Di pelosok desa Halmahera sana, signal hp itu susahnya minta ampun. Untuk sekedar memberi dan mencari kabar sanak keluarga di Jawa saja, butuh banget perjuangan ekstra. Perlu naik perahu. Mendayung dengan penerangan senter di kepala. Jangan dipikir air lautnya tenang, seperti danau-danau buatan di Jawa. Walaupun tak terlalu besar, tapi tidak bisa dibilang kecil. Dan aku Jawa, gunung pula. Tak biasa dengan laut, apalagi akrab dengan perahu. Pokoknya butuh cinta dan tenaga. Karena signal hanya ada di titik-titik dan waktu-waktu tertentu saja. Gak setiap tempat dan saat ada. Gak sama lah dengan di Jawa. Signal selalu ada dan penuh sampai ke pelosok desa.

Sekarang aku sudah di Jawa. Tapi kenapa untuk memberi dan mencari kabarmu masih susah juga. Padahal hanya ingin memberi kabar. Kopiku belum lagi habis. Tapi sudah dingin, bersama dengan senyummu. Hilang hangatnya. Mungkin dihisap waktu, atau juga lainnya.

Dan ingin juga kucari kabar. Masih tentang senyum. Apa masih bisa kau hangatkan kembali. Gak usah ditambah, juga hangatnya. Cukup sampai hangat sediakala. Di bibir yang mudah rekah, menjatuhkan senyum ke dalam cangkir kopiku. Rasa dan hangatnya pas. Tidak kurang atau lebih.

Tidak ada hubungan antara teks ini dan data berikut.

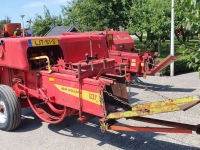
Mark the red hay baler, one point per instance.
(63, 76)
(121, 47)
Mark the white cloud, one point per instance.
(34, 4)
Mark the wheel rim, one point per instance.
(3, 112)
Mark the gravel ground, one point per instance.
(37, 135)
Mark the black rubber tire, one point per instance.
(13, 108)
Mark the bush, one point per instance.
(180, 66)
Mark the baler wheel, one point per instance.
(10, 109)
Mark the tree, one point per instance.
(97, 14)
(42, 25)
(151, 17)
(192, 21)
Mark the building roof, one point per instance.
(57, 30)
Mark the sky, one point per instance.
(14, 8)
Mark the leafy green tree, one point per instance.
(151, 17)
(97, 14)
(41, 25)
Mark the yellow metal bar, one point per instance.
(157, 107)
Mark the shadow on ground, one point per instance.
(29, 121)
(123, 140)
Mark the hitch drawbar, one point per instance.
(136, 111)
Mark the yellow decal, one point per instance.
(85, 95)
(121, 38)
(42, 42)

Karena saraf-saraf rasa ku sudah mendesak dan menuntut candumu. Jika ku sesap juga yang telah dingin ini dan menelannya begitu, sesampainya di dada,dinginnya menusuk-nusuk. Membuat rasa nyeri yang menjalar sampai kepala. Dan jalarannya itu, meninggalkan perih yang membilur.